Returns the map of custom options for the named role. These options are not inherited from granted roles, but are set directly.

Parameters:

role - the role identifier

Returns:

map of option_name -> value. If no options are set for the named role, the map will be empty but never null.

nullRole

public static Role nullRole()

Return the NullObject Role instance which can be safely used to indicate no information is available when querying for a specific named role.

Returns:

singleton null role object

isNullRole

public static boolean isNullRole(Role role)

Just a convenience method which compares a role instance with the null object version, indicating if the return from some query/lookup method was a valid Role or indicates that the role does not exist.

Parameters:

role -

Returns:

true if the supplied role is the null role instance, false otherwise.

fromRoleResource

public static Role fromRoleResource(RoleResource resource,
                                    IRoleManager roleManager)

Constructs a Role object from a RoleResource, using the methods of the supplied IRoleManager.

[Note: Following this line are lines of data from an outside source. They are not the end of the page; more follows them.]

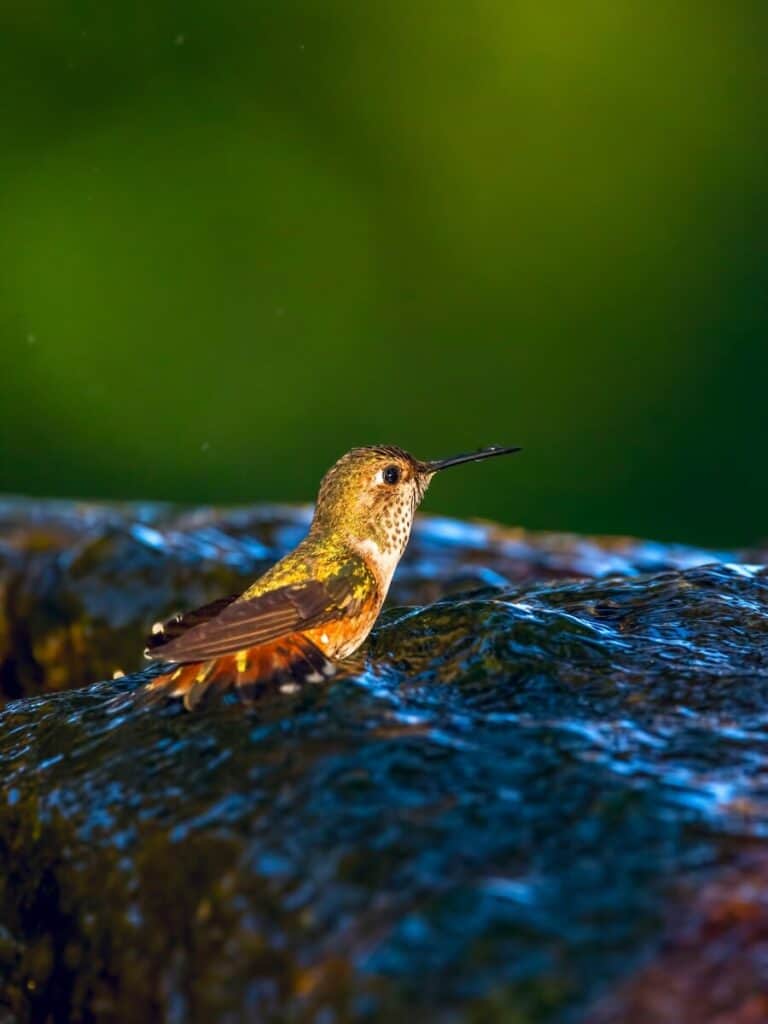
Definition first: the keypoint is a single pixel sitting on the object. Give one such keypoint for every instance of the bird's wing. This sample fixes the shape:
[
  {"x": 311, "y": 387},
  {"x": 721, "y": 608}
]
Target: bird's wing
[{"x": 236, "y": 625}]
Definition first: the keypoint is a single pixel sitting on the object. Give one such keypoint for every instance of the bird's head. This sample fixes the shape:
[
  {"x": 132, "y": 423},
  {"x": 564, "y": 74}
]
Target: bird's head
[{"x": 370, "y": 496}]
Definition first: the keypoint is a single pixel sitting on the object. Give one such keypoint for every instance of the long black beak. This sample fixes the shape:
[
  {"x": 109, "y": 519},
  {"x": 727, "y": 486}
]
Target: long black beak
[{"x": 457, "y": 460}]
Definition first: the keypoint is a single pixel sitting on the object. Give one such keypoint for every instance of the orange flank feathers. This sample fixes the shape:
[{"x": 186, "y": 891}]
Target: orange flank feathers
[
  {"x": 284, "y": 664},
  {"x": 317, "y": 603}
]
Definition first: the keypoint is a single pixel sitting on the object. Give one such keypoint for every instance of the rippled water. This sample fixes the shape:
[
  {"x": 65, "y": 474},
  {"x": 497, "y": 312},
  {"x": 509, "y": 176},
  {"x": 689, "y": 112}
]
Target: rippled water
[{"x": 491, "y": 821}]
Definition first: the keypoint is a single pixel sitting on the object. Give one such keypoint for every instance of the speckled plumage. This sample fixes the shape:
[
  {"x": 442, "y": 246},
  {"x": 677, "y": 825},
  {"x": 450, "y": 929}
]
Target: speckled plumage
[{"x": 318, "y": 602}]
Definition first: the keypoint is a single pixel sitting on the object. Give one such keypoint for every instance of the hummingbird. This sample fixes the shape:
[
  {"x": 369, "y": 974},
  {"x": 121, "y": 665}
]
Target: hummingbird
[{"x": 317, "y": 604}]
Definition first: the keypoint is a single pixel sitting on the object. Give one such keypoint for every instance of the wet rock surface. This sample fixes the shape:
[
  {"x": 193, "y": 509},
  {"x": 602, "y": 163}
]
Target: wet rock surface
[{"x": 549, "y": 767}]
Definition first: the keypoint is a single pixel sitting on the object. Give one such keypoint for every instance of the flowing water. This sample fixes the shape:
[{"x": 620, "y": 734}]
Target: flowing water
[{"x": 499, "y": 817}]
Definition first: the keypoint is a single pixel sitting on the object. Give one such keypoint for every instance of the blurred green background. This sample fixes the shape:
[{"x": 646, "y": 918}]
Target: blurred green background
[{"x": 238, "y": 239}]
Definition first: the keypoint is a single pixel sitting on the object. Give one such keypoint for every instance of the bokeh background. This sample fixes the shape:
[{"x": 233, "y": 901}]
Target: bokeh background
[{"x": 237, "y": 239}]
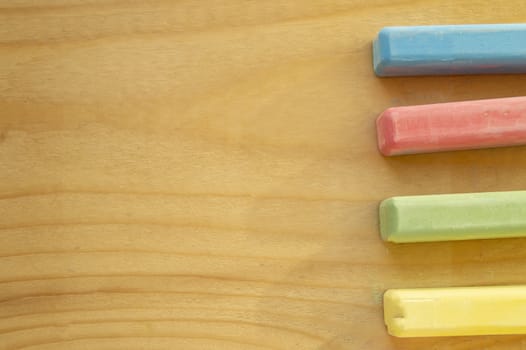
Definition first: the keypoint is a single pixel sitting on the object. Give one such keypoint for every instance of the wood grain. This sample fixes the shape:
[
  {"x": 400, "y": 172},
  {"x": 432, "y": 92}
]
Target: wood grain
[{"x": 204, "y": 175}]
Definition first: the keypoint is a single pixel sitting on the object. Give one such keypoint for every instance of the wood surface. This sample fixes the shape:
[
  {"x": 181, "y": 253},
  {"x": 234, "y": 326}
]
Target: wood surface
[{"x": 204, "y": 175}]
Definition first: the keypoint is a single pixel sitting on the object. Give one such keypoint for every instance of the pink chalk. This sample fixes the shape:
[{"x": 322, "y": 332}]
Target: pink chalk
[{"x": 452, "y": 126}]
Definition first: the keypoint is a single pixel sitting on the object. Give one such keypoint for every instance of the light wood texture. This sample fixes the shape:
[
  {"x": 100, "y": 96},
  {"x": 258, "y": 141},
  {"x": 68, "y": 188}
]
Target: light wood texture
[{"x": 204, "y": 175}]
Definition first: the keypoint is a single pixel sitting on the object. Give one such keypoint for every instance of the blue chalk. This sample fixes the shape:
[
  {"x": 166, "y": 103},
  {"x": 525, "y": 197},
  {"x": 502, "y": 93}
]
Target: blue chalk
[{"x": 450, "y": 49}]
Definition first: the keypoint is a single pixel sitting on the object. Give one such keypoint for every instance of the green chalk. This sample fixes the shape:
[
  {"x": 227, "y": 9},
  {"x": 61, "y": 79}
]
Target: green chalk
[{"x": 453, "y": 217}]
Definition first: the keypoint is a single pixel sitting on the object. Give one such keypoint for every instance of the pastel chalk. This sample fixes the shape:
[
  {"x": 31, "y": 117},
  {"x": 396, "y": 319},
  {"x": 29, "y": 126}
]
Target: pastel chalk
[
  {"x": 460, "y": 311},
  {"x": 450, "y": 49},
  {"x": 452, "y": 126},
  {"x": 453, "y": 217}
]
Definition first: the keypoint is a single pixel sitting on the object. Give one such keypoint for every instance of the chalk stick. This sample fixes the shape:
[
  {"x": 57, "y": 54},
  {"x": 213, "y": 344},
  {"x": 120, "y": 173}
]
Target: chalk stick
[
  {"x": 452, "y": 217},
  {"x": 450, "y": 49},
  {"x": 429, "y": 312},
  {"x": 452, "y": 126}
]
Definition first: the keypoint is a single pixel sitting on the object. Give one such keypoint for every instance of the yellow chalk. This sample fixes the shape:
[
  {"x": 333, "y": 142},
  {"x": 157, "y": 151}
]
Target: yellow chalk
[{"x": 428, "y": 312}]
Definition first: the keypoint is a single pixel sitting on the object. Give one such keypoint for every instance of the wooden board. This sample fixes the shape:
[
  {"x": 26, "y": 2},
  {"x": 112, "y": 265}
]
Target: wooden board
[{"x": 204, "y": 175}]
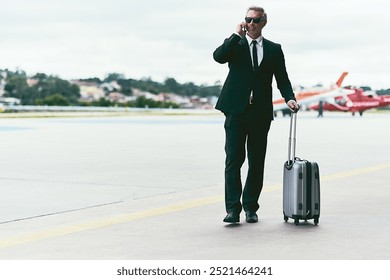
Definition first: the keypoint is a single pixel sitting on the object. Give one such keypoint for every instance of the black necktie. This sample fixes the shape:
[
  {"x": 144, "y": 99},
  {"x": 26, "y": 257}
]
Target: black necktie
[{"x": 254, "y": 53}]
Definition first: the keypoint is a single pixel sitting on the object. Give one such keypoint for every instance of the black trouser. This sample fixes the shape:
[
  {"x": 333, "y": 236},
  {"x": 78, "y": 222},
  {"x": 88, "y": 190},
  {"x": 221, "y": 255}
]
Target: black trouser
[{"x": 250, "y": 129}]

This is used by the default implementation of IRoleManager#getRoleDetails so that IRoleManager impls which don't implement an optimized getRoleDetails remain compatible. Depending on the IRoleManager implementation this could be quite heavyweight, so should not be used on any hot path.

Parameters:

resource - identifies the role

roleManager - provides lookup functions to retrieve role info

Returns:

Role object including superuser status, login privilege, custom options and the set of roles granted to identified role.